Algorithms for Decomposition
Real-world database schemas are much larger than the examples that fit in the pages of a book. For this reason, we need algorithms for the generation of designs that are in appropriate normal form. In this section, we present algorithms for BCNF and 3NF.
BCNF Decomposition
The definition of BCNF can be used directly to test if a relation is in BCNF. However, computation of F + can be a tedious task.
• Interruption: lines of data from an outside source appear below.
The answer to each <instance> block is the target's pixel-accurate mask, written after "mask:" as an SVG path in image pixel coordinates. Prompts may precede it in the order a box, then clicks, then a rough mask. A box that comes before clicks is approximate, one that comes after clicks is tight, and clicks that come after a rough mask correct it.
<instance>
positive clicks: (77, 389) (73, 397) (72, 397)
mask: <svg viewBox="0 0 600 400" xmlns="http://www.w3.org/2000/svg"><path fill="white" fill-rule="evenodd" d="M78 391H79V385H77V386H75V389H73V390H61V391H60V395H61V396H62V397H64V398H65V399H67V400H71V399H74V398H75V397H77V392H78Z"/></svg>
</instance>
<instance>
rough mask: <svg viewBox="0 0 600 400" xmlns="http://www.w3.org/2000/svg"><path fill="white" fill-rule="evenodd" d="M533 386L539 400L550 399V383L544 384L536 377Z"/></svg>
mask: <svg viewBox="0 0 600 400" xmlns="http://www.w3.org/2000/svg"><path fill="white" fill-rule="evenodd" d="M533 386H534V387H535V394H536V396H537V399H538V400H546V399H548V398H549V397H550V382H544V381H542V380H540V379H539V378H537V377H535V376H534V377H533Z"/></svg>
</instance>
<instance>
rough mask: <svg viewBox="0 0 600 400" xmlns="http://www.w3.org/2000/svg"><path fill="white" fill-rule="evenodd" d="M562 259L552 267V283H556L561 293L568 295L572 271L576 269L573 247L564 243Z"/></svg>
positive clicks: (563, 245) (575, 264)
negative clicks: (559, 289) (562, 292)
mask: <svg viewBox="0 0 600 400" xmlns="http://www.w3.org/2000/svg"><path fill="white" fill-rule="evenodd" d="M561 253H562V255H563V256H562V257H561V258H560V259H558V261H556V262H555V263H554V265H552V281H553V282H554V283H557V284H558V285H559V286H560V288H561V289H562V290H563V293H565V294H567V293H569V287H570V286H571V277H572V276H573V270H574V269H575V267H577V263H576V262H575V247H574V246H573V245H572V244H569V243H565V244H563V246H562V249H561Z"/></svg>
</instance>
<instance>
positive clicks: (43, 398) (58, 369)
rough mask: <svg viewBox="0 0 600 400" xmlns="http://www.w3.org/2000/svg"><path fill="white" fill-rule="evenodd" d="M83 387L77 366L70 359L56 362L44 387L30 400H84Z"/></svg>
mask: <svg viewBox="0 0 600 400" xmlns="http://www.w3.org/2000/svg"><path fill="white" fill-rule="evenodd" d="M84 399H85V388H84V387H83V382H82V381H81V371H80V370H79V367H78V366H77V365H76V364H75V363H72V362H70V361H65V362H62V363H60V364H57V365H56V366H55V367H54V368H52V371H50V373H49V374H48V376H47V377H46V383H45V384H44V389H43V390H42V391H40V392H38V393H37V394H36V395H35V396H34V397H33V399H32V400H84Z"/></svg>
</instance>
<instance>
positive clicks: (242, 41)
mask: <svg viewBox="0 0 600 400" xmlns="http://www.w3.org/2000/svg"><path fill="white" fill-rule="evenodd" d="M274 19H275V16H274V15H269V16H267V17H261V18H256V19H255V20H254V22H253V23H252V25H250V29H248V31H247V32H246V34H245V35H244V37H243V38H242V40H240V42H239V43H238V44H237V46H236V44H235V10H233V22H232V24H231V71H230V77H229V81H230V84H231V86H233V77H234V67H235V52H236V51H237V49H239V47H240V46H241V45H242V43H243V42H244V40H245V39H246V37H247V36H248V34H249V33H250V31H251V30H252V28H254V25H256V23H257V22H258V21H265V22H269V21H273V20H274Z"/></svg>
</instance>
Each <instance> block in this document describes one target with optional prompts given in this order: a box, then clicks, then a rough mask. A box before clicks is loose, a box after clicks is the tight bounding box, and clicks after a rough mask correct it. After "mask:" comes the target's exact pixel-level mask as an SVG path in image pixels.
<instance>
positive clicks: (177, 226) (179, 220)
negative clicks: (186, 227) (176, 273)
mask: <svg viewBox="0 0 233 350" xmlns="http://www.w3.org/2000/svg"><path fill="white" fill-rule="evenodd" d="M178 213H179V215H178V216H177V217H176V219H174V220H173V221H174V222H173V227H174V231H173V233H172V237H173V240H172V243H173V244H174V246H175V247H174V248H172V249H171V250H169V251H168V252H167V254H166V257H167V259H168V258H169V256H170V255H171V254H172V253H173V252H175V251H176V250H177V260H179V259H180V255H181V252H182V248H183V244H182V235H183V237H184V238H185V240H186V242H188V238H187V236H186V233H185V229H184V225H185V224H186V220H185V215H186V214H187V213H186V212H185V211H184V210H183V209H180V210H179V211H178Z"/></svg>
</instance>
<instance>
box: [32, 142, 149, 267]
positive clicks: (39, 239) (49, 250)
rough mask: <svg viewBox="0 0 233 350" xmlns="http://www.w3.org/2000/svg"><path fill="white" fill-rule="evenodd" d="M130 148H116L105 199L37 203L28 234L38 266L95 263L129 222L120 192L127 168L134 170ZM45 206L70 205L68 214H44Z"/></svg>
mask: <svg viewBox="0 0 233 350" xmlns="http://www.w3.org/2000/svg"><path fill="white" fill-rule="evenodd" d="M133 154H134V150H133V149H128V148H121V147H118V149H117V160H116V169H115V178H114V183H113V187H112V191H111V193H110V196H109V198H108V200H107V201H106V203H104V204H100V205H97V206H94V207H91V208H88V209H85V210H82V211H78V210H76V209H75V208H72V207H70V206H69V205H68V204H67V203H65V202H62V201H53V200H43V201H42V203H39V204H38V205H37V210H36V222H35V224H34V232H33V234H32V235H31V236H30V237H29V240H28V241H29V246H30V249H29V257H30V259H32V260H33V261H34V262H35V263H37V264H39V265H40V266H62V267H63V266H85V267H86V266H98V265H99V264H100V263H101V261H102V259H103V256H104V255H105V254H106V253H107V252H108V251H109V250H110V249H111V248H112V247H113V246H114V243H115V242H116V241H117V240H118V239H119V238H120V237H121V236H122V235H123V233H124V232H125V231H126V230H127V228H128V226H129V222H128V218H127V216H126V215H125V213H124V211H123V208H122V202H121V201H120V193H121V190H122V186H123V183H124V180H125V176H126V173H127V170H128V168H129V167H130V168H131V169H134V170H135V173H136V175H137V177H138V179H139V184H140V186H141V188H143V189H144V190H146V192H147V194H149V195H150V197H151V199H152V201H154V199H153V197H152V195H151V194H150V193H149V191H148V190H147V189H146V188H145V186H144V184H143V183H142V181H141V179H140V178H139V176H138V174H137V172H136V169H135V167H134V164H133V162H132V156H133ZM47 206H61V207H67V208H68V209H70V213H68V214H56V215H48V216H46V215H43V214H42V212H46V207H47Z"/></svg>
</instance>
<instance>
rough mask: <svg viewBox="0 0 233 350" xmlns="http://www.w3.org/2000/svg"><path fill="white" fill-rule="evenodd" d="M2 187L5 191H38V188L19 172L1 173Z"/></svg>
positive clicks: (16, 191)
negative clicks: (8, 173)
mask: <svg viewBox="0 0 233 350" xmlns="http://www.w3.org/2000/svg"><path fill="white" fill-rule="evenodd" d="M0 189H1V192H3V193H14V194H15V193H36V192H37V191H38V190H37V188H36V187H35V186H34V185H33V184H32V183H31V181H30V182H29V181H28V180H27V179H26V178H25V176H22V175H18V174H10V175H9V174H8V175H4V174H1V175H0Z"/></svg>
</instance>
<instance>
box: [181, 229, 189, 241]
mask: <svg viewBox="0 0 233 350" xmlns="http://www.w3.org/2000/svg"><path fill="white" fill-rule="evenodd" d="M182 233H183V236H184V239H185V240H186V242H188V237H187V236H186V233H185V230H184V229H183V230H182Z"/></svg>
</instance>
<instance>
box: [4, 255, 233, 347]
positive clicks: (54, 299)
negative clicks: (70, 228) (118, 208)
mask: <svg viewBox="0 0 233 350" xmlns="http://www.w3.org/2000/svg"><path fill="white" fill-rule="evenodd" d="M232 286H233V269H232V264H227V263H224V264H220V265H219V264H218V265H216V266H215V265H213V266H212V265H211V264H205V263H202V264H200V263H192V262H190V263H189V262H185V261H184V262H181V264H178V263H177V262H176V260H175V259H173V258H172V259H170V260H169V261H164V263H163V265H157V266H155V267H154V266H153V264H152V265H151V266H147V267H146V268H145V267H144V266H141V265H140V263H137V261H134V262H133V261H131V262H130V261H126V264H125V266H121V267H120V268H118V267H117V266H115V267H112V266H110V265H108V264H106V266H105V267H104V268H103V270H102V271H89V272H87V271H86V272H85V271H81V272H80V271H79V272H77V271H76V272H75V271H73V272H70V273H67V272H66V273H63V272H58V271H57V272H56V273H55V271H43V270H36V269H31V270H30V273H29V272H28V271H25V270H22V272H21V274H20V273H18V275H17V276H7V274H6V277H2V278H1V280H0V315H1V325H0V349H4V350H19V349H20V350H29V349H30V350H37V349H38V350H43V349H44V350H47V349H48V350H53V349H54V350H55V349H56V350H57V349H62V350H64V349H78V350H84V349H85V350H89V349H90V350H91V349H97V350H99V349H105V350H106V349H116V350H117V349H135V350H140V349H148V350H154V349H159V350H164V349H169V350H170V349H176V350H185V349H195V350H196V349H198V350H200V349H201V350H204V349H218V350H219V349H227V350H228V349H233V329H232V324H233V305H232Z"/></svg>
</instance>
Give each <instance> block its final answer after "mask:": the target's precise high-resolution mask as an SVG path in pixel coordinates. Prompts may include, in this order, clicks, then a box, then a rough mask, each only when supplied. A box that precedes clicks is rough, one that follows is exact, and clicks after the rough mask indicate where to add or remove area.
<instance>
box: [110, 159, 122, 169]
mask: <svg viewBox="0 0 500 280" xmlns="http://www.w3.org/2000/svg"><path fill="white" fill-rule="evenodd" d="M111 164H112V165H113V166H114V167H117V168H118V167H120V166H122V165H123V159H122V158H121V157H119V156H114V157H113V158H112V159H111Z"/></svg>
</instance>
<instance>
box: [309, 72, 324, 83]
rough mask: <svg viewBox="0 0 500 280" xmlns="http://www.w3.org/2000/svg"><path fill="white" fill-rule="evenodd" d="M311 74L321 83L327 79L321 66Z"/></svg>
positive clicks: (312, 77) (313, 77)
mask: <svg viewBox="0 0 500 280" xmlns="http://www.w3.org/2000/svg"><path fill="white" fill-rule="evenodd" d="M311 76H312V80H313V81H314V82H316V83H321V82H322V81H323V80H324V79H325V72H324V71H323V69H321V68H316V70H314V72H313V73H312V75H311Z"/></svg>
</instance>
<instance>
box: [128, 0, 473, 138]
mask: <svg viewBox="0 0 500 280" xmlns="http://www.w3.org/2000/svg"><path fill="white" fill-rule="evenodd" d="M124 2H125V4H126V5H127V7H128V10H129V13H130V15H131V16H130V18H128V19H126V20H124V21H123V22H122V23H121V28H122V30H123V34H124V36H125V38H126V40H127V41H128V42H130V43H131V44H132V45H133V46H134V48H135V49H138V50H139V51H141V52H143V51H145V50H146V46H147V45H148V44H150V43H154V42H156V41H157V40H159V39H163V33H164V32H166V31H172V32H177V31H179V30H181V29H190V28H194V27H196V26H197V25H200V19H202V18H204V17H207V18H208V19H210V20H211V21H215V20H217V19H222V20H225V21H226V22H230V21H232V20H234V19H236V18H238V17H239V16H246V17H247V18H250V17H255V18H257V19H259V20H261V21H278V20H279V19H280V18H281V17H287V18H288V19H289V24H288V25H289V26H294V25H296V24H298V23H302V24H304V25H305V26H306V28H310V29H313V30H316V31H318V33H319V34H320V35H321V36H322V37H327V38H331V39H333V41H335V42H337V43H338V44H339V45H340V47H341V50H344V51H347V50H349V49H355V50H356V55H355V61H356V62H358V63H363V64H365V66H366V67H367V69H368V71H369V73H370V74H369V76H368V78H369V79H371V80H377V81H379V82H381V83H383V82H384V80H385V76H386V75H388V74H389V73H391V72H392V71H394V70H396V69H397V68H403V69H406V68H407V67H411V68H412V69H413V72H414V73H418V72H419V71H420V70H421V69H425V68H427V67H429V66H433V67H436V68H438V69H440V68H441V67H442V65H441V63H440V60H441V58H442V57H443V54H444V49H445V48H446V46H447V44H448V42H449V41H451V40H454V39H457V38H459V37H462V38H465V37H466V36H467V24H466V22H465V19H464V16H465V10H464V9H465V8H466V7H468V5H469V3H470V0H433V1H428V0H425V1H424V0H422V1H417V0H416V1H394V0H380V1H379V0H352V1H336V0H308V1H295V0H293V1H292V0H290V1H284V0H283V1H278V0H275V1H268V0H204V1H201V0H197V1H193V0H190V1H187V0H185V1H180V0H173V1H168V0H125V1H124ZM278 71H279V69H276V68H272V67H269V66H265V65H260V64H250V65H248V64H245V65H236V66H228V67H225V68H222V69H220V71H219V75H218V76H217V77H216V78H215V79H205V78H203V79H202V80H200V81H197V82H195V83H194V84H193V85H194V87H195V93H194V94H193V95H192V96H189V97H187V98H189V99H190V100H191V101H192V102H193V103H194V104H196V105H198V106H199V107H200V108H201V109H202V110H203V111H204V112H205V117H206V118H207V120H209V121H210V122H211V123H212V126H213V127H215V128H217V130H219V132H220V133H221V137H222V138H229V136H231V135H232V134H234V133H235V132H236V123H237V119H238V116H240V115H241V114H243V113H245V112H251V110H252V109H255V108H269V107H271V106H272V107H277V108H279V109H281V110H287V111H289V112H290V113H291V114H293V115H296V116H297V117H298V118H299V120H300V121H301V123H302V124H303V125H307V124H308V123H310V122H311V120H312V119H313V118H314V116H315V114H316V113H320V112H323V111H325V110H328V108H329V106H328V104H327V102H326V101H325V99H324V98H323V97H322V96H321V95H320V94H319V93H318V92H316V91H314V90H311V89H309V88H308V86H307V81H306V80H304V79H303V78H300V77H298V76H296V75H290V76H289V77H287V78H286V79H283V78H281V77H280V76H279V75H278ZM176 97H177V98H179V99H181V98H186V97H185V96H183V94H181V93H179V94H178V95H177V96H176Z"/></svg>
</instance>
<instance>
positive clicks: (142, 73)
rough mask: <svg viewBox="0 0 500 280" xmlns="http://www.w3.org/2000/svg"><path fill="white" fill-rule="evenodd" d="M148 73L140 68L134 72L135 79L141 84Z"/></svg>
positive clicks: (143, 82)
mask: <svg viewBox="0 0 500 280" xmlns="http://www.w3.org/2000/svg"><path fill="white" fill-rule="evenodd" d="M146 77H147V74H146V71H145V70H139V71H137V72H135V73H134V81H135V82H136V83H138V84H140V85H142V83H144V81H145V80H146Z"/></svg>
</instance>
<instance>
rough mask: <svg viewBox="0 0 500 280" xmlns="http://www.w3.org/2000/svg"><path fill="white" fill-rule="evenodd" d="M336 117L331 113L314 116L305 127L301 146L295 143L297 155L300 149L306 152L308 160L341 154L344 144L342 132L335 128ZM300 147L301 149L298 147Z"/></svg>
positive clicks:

We first describe below simplified tests for verifying if a relation is in BCNF. If a relation is not in BCNF, it can be decomposed to create relations that are in BCNF. Later in this section, we describe an algorithm to create a lossless decomposition of a relation, such that the decomposition is in BCNF.
Testing for BCNF
Testing of a relation schema R to see if it satisfies BCNF can be simplified in some cases:
• To check if a nontrivial dependency α → β causes a violation of BCNF, compute α+ (the attribute closure of α), and verify that it includes all attributes of R; that is, it is a superkey of R.
• To check if a relation schema R is in BCNF, it suffices to check only the dependencies in the given set F for violation of BCNF, rather than check all dependencies in F +.
We can show that if none of the dependencies in F causes a violation of BCNF, then none of the dependencies in F + will cause a violation of BCNF, either.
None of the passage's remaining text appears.